Subcellular fractionation and isopeptide cleavage assay
EL4 cells were lysed with glassbeads and the proteasome-enriched fraction was retrieved by consecutive ultracentrifugation steps as previously described. Proteasome activity was inhibited with MG132 (50 µM). 10 µg of fraction protein were incubated with 0.2 µg of N-terminally HA-tagged ISG15VS in a total volume of 10 µl for two hours at room temperature to detect ISG15VS-reactive proteases by anti-HA immunoblotting. The cleavage assay for ISG15- or SUMO1-branched peptides was performed at 37°C using 20 µg of total protein from the proteasome-enriched fraction and 5 µl of branched peptides in a total volume of 10 µl. HA-ISG15VS treated subcellular fractions were analyzed with a monoclonal anti-HA antibody (12CA5). Immunoblotting was performed as published.

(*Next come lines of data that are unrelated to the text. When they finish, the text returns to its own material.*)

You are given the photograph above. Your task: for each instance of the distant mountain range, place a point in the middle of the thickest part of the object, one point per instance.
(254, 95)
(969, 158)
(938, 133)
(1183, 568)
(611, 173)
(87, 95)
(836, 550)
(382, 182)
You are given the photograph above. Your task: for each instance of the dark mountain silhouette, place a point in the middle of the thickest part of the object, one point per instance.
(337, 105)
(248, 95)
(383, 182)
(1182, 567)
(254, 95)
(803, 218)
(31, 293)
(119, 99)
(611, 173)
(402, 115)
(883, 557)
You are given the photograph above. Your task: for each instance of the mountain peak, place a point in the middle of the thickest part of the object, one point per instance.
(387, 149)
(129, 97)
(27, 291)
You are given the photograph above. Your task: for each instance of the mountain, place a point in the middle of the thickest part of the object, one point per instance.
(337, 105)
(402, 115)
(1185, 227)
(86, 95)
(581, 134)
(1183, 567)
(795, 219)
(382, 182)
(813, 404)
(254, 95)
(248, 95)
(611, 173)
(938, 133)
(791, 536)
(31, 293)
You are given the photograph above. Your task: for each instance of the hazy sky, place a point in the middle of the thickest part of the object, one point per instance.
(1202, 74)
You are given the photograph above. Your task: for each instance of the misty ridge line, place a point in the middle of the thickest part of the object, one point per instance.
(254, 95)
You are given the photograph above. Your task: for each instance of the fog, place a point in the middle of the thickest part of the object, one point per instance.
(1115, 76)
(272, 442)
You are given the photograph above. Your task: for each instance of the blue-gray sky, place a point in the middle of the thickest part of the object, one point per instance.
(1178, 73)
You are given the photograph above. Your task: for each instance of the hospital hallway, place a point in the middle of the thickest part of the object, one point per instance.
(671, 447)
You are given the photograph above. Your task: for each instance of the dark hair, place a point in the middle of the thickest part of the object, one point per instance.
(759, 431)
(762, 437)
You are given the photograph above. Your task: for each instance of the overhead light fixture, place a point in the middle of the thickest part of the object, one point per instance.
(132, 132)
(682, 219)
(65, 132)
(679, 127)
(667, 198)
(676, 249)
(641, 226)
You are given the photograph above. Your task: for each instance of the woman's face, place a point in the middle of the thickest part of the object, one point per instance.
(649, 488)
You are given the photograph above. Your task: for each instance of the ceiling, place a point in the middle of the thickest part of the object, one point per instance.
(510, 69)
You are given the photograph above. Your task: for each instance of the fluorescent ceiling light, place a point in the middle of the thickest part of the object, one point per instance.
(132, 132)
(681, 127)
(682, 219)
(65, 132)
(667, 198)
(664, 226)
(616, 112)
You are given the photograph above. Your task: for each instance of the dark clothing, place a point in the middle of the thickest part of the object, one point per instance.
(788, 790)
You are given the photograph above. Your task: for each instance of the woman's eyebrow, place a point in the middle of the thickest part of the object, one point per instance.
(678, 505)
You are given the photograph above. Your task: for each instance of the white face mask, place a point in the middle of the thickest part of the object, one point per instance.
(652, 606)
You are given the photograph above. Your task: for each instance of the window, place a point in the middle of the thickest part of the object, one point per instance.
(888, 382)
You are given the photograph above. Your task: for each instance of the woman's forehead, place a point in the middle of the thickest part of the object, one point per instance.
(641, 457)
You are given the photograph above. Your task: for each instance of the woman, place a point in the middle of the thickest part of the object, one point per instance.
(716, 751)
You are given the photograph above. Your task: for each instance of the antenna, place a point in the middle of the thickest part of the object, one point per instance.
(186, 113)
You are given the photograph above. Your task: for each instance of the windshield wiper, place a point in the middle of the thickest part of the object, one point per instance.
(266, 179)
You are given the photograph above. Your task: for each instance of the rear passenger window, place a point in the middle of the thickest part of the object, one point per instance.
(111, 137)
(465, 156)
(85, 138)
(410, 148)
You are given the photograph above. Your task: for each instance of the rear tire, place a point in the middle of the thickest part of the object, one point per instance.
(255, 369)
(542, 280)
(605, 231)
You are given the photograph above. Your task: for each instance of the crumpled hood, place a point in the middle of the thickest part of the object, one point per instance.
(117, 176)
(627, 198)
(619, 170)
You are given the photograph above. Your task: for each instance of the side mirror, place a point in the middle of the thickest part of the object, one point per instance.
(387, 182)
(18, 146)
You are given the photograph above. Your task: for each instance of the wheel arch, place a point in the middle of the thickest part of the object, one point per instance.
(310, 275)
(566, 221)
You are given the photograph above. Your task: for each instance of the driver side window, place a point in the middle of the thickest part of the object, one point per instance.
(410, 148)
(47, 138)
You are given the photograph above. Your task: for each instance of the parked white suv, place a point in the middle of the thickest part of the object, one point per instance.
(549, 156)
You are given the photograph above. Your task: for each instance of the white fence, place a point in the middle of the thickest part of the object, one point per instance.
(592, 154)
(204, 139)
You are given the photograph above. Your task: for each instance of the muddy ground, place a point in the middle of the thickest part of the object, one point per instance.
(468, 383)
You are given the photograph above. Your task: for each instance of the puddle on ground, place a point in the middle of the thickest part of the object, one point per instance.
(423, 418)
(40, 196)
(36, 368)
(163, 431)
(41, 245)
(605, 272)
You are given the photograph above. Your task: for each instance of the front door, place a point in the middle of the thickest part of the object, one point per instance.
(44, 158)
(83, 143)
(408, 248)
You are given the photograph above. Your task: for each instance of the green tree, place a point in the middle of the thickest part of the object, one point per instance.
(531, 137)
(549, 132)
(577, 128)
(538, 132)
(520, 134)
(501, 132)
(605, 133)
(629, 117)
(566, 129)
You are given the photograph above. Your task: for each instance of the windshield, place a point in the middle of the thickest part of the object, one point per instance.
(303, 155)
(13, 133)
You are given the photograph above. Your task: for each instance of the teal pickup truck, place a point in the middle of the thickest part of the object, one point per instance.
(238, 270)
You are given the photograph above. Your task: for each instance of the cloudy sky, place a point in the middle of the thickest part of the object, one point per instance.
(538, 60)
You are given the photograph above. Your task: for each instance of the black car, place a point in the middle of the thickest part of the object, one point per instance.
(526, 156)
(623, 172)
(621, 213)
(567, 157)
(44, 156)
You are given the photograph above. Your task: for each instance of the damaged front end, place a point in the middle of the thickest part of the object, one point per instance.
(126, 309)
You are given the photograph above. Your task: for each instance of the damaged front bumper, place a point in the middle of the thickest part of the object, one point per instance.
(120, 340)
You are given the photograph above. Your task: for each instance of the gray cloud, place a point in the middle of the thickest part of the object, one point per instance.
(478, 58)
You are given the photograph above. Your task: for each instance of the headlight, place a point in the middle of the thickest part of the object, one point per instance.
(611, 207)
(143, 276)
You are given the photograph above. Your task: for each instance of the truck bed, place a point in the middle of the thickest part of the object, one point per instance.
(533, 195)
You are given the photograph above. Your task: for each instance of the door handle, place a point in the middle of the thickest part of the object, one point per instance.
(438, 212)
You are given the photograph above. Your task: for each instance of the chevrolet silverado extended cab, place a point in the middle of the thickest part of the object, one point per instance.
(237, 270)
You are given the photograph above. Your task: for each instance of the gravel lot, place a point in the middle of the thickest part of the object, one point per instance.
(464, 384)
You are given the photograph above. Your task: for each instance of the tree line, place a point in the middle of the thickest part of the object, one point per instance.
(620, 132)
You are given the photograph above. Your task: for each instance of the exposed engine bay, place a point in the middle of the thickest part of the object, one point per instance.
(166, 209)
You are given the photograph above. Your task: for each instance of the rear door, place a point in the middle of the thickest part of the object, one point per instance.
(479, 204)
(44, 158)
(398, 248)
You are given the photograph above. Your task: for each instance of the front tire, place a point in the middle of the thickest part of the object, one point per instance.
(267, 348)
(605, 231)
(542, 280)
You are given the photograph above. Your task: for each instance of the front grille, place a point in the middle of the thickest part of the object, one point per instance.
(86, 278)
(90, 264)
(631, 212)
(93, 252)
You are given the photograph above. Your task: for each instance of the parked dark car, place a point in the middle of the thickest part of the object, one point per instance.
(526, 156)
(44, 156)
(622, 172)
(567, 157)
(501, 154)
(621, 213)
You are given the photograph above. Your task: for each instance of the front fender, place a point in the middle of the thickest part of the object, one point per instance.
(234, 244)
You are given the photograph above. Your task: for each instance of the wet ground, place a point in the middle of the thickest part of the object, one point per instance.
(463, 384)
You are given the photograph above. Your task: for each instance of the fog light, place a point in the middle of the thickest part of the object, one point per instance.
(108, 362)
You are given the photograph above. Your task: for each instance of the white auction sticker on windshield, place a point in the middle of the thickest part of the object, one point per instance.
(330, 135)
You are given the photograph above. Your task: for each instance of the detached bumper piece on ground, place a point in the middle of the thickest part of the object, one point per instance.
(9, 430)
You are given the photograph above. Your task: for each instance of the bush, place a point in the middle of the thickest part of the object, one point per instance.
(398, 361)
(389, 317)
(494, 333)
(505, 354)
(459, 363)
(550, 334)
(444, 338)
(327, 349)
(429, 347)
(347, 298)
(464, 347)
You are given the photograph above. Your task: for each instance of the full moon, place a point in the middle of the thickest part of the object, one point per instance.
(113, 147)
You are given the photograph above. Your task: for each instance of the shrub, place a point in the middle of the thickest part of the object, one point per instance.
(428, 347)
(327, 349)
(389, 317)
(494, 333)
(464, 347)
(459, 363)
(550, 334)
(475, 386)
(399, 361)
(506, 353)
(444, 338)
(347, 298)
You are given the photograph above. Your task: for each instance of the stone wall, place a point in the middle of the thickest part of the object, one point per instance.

Cell lines, transient transfections and anti-YFP immunoblotting
293T cells were maintained in DME medium as described. Various constructs were expressed by transient transfection, using a liposome-mediated transfection protocol (5–10 µg of DNA/20 µl of Lipofectamine-2000 per 10 cm dish; Invitrogen) as described. Cells were analyzed between 24 and 48 h after transfection. C-terminal EYFP fusion proteins of DUBs were generated by subcloning from pcDNA3.1 into pEGFP-N1 (Clontech). NP40 lysates of USP14EYFP and USP14C114S-EYFP transfected 293T cells were prepared and incubated with active-site probes as described. Due to the high similarity with GFP, EYFP fusion proteins can be detected with a polyclonal anti-GFP rabbit serum. Immunoblotting was performed as published.
Confocal microscopy
Immunofluorescence experiments were performed as described with minor modifications. Cells were allowed to attach to slides overnight. After fixation with 3.7% paraformaldehyde for 20 min at room temperature, subcellular localization of EYFP fusion proteins was analyzed with a Perkin Elmer spinning disk confocal microscope Ultraview RS system. The microscope used was a Nikon TE2000-U inverted unit with a Nikon 100× 1.4NA DIC lens. The imaging medium was Nikon type A immersion oil.
Structure models
The structures of USP2 and USP14 in complex with ubiquitin and the structure of ISG15 were obtained from the PDB website (2HD5, 2AYO, 1Z2M) and ISG15 was manually modeled onto USP2 and USP14 with the SPDB-Viewer.